May 22, 2000

STATEMENT OF COMMISSIONER SHEILA F. ANTHONY
In Privacy Online: Fair Information Practices in the
Electronic Marketplace: A Report to Congress

I am pleased the Commission is recommending that federal legislation is necessary to protect consumer privacy. Survey after survey demonstrates that concerns about privacy have been growing among the public and that these concerns have focused on the power of technologies to collect, store, search, and transmit large amounts of personally identifiable information. I not only share those concerns, I note that threats to privacy are increasing with the merging of the offline and online worlds. In short, things may be getting worse for American consumers on the privacy front.

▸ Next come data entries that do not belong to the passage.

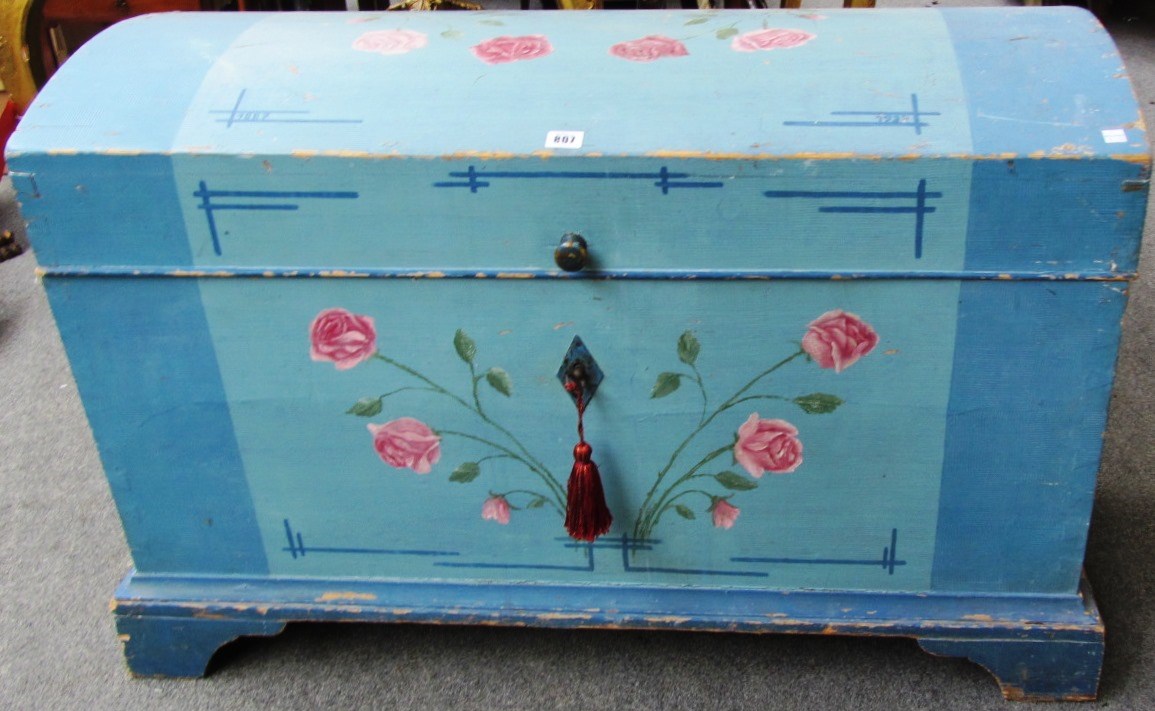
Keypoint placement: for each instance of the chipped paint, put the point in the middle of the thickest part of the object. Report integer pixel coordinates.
(343, 274)
(561, 616)
(200, 272)
(669, 619)
(329, 597)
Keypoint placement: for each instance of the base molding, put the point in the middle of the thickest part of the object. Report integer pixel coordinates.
(1037, 646)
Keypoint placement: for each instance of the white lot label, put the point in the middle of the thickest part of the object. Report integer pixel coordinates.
(1115, 135)
(568, 139)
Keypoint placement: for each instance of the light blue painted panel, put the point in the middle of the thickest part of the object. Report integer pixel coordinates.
(275, 89)
(870, 466)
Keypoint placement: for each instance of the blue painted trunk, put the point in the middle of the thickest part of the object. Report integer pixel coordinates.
(854, 284)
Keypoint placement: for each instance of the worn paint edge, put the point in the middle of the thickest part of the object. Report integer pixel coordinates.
(1141, 158)
(638, 275)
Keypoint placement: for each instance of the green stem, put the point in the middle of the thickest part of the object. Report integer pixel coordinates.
(670, 504)
(639, 528)
(537, 495)
(538, 468)
(752, 397)
(655, 514)
(476, 379)
(508, 453)
(392, 393)
(701, 387)
(494, 457)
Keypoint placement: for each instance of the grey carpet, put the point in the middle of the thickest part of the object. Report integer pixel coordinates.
(62, 553)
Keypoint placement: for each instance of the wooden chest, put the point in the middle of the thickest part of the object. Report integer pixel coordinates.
(849, 287)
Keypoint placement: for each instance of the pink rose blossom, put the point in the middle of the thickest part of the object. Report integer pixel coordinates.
(767, 446)
(342, 338)
(407, 442)
(724, 515)
(769, 39)
(836, 339)
(496, 508)
(501, 50)
(390, 42)
(648, 49)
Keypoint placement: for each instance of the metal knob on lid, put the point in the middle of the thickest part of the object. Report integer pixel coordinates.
(573, 253)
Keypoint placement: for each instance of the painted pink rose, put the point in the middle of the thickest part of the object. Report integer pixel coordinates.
(407, 443)
(390, 42)
(836, 339)
(342, 338)
(767, 446)
(501, 50)
(769, 39)
(496, 508)
(648, 49)
(724, 515)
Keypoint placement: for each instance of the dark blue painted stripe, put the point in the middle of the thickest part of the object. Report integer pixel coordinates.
(851, 194)
(867, 210)
(699, 275)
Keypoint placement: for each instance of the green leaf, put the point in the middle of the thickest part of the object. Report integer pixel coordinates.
(688, 347)
(366, 406)
(466, 472)
(818, 403)
(499, 380)
(735, 483)
(665, 384)
(464, 346)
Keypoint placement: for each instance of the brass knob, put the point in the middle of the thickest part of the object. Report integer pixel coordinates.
(573, 253)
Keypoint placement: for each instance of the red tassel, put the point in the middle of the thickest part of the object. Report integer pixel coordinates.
(587, 516)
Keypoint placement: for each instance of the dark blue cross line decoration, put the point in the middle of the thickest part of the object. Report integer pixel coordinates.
(628, 546)
(888, 561)
(269, 115)
(297, 548)
(663, 179)
(918, 196)
(589, 566)
(209, 207)
(878, 119)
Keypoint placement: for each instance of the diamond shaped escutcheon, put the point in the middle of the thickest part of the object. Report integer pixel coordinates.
(580, 365)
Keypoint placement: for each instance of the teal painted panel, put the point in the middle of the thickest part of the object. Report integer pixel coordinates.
(867, 480)
(639, 214)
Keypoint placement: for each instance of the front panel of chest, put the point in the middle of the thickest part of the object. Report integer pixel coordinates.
(797, 434)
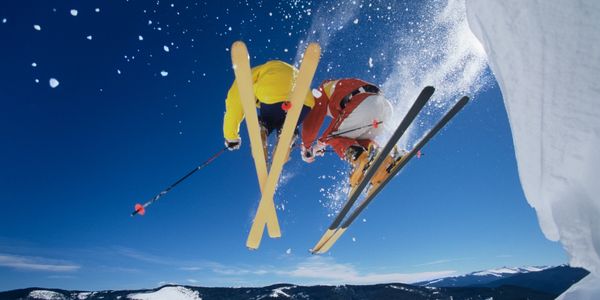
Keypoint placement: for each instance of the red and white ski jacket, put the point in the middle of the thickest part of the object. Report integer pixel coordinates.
(338, 98)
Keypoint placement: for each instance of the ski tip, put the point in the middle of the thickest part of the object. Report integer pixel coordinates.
(139, 210)
(238, 44)
(286, 105)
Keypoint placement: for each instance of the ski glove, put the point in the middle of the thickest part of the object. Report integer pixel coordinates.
(233, 144)
(319, 149)
(307, 154)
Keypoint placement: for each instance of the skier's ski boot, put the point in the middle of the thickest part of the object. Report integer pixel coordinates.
(360, 159)
(387, 165)
(264, 135)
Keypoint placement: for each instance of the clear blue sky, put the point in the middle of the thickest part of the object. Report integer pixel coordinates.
(75, 159)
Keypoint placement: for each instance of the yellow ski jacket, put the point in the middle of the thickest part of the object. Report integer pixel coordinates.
(272, 83)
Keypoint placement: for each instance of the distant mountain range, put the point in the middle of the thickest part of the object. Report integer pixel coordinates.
(552, 280)
(506, 283)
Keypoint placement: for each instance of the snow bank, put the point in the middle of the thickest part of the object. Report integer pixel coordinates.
(45, 295)
(168, 293)
(546, 58)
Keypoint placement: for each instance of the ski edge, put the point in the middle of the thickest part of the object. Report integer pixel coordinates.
(301, 87)
(400, 164)
(413, 112)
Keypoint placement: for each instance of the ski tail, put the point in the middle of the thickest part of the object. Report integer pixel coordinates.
(400, 163)
(243, 74)
(266, 206)
(420, 102)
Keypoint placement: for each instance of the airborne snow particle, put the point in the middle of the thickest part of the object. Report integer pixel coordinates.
(54, 83)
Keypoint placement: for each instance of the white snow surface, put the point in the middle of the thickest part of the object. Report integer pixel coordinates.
(45, 295)
(167, 293)
(501, 271)
(546, 58)
(280, 292)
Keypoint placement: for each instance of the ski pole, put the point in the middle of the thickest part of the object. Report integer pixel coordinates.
(375, 124)
(141, 209)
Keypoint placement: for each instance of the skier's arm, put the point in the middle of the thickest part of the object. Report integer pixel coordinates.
(234, 114)
(314, 119)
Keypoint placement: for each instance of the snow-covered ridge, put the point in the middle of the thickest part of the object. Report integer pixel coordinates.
(546, 58)
(167, 293)
(500, 272)
(45, 295)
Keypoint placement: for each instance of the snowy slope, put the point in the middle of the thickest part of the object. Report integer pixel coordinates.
(167, 293)
(479, 277)
(546, 58)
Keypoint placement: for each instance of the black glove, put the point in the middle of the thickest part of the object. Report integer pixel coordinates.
(233, 144)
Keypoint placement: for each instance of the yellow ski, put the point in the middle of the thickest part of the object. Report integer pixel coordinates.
(243, 75)
(266, 206)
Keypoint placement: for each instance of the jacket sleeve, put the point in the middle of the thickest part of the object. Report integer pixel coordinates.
(234, 114)
(314, 119)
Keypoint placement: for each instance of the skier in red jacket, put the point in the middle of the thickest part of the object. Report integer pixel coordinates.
(358, 111)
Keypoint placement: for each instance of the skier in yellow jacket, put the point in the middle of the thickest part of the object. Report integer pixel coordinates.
(272, 83)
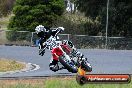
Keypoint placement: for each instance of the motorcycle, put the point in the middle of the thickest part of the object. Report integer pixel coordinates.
(63, 53)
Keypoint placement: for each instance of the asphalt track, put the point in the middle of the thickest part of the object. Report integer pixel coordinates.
(103, 61)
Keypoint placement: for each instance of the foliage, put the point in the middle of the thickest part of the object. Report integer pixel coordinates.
(5, 7)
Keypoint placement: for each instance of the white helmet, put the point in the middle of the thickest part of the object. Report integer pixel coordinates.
(39, 29)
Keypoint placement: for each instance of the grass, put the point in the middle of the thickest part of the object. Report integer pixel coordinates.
(10, 65)
(55, 83)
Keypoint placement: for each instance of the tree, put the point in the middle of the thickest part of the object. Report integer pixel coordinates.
(120, 15)
(30, 13)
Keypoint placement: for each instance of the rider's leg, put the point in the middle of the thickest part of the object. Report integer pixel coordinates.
(41, 52)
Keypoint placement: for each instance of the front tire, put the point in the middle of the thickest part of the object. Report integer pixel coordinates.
(69, 65)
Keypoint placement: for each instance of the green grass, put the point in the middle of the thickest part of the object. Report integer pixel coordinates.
(58, 83)
(10, 65)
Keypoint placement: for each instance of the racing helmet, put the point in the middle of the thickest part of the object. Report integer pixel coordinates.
(39, 29)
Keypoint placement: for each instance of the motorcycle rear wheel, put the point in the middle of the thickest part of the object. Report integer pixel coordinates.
(69, 65)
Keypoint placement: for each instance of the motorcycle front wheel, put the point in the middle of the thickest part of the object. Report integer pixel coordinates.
(69, 65)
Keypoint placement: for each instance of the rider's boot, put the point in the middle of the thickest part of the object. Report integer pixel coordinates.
(41, 51)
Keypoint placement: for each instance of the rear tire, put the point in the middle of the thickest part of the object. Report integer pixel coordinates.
(68, 64)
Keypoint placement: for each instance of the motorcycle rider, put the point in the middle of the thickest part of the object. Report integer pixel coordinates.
(44, 34)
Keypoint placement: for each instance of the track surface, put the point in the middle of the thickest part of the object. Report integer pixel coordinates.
(103, 61)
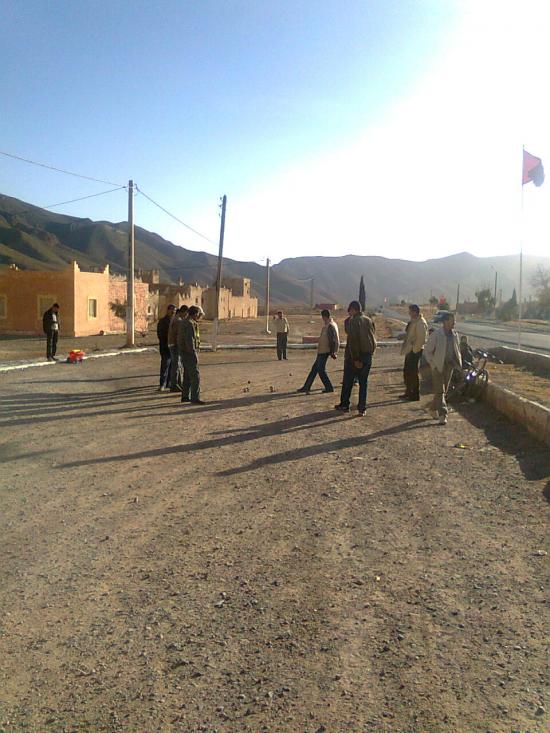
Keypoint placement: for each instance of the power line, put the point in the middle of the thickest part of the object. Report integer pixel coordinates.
(72, 201)
(59, 170)
(211, 241)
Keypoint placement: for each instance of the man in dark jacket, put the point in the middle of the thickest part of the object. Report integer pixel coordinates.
(162, 332)
(189, 342)
(328, 345)
(50, 324)
(360, 346)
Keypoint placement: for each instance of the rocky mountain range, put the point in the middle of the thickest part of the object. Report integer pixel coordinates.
(34, 238)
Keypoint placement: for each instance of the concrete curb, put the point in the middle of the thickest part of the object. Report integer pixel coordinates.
(534, 417)
(523, 357)
(10, 367)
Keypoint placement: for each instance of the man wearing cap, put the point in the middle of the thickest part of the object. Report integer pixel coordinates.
(282, 329)
(188, 348)
(162, 333)
(175, 363)
(50, 324)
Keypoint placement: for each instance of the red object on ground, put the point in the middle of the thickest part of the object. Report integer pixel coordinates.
(75, 356)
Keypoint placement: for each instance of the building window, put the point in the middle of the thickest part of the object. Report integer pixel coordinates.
(44, 302)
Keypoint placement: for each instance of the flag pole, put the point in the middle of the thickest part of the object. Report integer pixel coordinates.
(520, 313)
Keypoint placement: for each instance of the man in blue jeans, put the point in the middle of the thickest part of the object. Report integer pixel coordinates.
(360, 346)
(329, 343)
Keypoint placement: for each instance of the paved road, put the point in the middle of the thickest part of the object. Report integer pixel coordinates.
(496, 334)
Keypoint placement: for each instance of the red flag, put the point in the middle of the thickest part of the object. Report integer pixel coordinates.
(532, 169)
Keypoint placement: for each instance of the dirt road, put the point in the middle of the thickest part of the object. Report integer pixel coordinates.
(264, 563)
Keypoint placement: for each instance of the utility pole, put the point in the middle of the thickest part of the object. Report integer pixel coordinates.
(219, 278)
(267, 263)
(130, 320)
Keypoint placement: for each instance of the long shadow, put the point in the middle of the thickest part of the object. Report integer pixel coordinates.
(532, 457)
(303, 422)
(98, 379)
(336, 445)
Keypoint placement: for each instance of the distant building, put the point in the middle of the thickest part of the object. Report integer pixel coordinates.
(328, 306)
(235, 300)
(90, 302)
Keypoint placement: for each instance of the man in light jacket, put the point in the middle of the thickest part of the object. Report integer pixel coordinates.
(442, 353)
(415, 339)
(360, 346)
(329, 343)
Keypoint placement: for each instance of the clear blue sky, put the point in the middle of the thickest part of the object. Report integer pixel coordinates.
(313, 117)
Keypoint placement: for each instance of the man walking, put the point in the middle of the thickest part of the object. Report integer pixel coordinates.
(175, 364)
(282, 330)
(413, 345)
(162, 333)
(442, 353)
(188, 347)
(50, 325)
(360, 346)
(329, 343)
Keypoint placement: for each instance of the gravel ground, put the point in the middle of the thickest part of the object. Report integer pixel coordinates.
(264, 563)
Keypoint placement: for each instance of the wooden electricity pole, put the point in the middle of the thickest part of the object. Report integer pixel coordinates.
(267, 264)
(219, 278)
(130, 319)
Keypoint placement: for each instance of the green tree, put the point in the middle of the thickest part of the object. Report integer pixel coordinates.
(485, 300)
(362, 294)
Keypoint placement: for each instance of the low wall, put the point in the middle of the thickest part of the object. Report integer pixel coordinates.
(534, 417)
(529, 359)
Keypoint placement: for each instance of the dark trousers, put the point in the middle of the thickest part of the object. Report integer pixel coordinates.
(351, 372)
(51, 343)
(319, 368)
(281, 345)
(191, 387)
(164, 365)
(410, 374)
(175, 380)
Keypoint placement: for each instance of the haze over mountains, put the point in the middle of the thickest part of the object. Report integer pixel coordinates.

Two critical facts demonstrate that a legislative structure, such as the one proposed in the report, is necessary. First, while web sites should be offering privacy protections, not just toothless policies, 80 percent of the web sites surveyed failed to even state that they were providing those protections. Second, for self-regulation to be credible, there must be an enforcement mechanism that gives consumers confidence that web sites do what they say with consumers' personal data. Yet, 92 percent of the web sites surveyed did not have a privacy seal, a linchpin of the self-regulatory effort. Our legislative recommendation would reward those sites that have offered real privacy protections and require all others to meet basic privacy standards. It would also give consumers the assurance that a legal structure is in place, in addition to seal programs, to provide confidence that stated privacy policies will be honored.